YOYSEF HOLDER (January 11, 1893-1944)
He was born in Bichkiv, Maramureș County, Hungary [now, Romania], into a Hassidic home. He attended religious elementary school, and from age thirteen studied in the yeshivas of Hungary and Galicia, acquiring the reputation of a prodigy. At the same time, he was learning Hebrew and German, while also attending a Hungarian public school. He later lived in Budapest, where he was employed in a bank. His literary activity began at age fifteen with a Hebrew story published in Hamitspe (The watch tower). In Yiddish he debuted with a humorous sketch—“Yekl mit dem hon” (Yekl with the rooster)—in the heavily Germanized Yidishe tsaytung (Jewish newspaper) in Sighet (July 20, 1911) and with a poem in Yidisher blat (Jewish newspaper) also in Sighet (November 1911). From that point forward, he published stories, poetry, human-interest pieces, and articles in Hatsofe (The spectator), Haolam (The world), Hayom (Today), Togblat (Daily newspaper) in Lemberg, Yidishes tageblat (Jewish daily news) and Forverts (Forward) in New York, Yudishe morgnpost (Jewish morning mail) in Vienna, Vilner tog (Vilna day), and others. In 1928 he published a book of poems in Vilna under the title Oft zingt zikh (Frequently sung), 80 pp. For many years he was a contributor to the Hungarian Jewish press, for which he wrote in Hungarian about Yiddish literature and its authors; he translated poems from Hungarian into Yiddish, as well as the war drama Der levyosn (The leviathan) by Peter Oyvari (??) and the one-act play Di tragedye funem mentshn (The tragedy of man [original: Az ember tragédiája]) by Imre Madách. He also assembled around himself literary novices from Maramureș and Sighet to teach them about Yiddish literature, and the local literary talents recognized him as their literary rebbe.

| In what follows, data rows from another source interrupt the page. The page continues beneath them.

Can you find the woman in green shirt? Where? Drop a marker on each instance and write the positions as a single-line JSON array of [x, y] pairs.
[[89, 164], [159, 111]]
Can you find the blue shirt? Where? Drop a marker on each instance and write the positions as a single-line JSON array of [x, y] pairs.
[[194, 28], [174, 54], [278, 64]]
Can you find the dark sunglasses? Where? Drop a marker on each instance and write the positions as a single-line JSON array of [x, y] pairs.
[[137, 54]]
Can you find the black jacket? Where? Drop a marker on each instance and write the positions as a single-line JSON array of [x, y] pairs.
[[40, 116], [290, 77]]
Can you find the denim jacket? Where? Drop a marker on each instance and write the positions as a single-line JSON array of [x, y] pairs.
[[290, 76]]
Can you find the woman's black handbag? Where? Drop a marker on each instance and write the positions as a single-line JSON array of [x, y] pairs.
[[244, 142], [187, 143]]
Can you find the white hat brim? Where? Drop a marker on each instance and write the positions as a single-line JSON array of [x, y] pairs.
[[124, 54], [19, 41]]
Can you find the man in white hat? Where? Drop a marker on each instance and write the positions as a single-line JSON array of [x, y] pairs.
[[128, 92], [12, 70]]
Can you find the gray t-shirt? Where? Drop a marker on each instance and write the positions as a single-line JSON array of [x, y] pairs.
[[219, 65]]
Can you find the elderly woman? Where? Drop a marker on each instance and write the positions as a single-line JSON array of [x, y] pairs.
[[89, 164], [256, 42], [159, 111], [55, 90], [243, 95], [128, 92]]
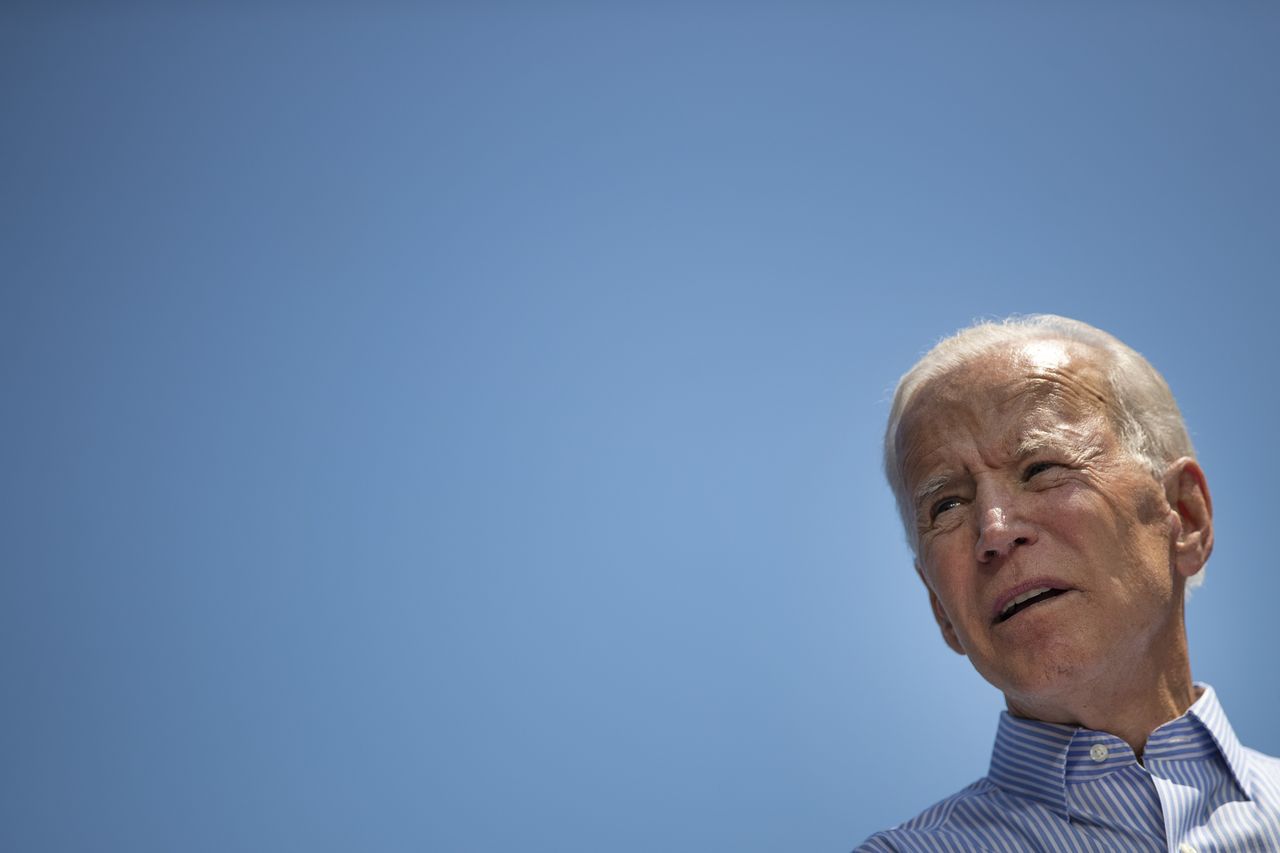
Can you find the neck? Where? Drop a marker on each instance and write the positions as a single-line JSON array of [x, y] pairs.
[[1129, 702]]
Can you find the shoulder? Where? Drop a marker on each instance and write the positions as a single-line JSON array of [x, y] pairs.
[[951, 824]]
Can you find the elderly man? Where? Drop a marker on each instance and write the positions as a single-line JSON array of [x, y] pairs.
[[1057, 516]]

On the eve of WWII he lost his job in the bank because of Hungarian anti-Semitism, and his Hungarian Christian wife remained the only provider in the family (they had no children). At the time of the Nazi occupation of Hungary (March 19, 1944), Holder found himself in the Christian, and ever more anti-Semitic and Nazi, surroundings of his wife’s family. He became ill, and his most intimate and strongest desire was that after his death he receive a proper Jewish burial. He died two months before the liberation of Hungary. His Christian wife wrapped his body in canvas—she had heard that this was how Jews buried their dead—and with the help of neighbors, she managed to carry the corpse and, according to the practice at the time, laid it at the gate. She paid close attention, while they were gathering up the Jewish dead, as to where her husband was buried, and a year after the liberation of Hungary she set out to unearth him from the mass grave. She recognized her husband’s corpse from the canvas in which she had wrapped him, and she thus executed Holder’s wishes to be buried according to Jewish law.
Sources: Zalmen Reyzen, Leksikon, vol. 1; Z. Zilbertsvayg, Leksikon fun yidishn teater (Handbook of the Yiddish theater), vol. 1; Literarishe bleter (Warsaw) (January 11, 1929); M. Ravitsh, in Vokhnshrift far literatur (Warsaw) (November 18, 1932); Y. Grinvald, Toyznt yor yidish lebn in ungarn (One thousand years of Jewish life in Hungary) (New York, 1945), p. 272; Grinvald, Matsevet kodesh (Holy monument) (New York, 1952), p. 48; Bukareshter zamlbikher (Bucharest anthologies) (Bucharest, 1947); Dr. Shloyme Bikl, in Tog-morgn zhurnal (New York) (April 17, 1955).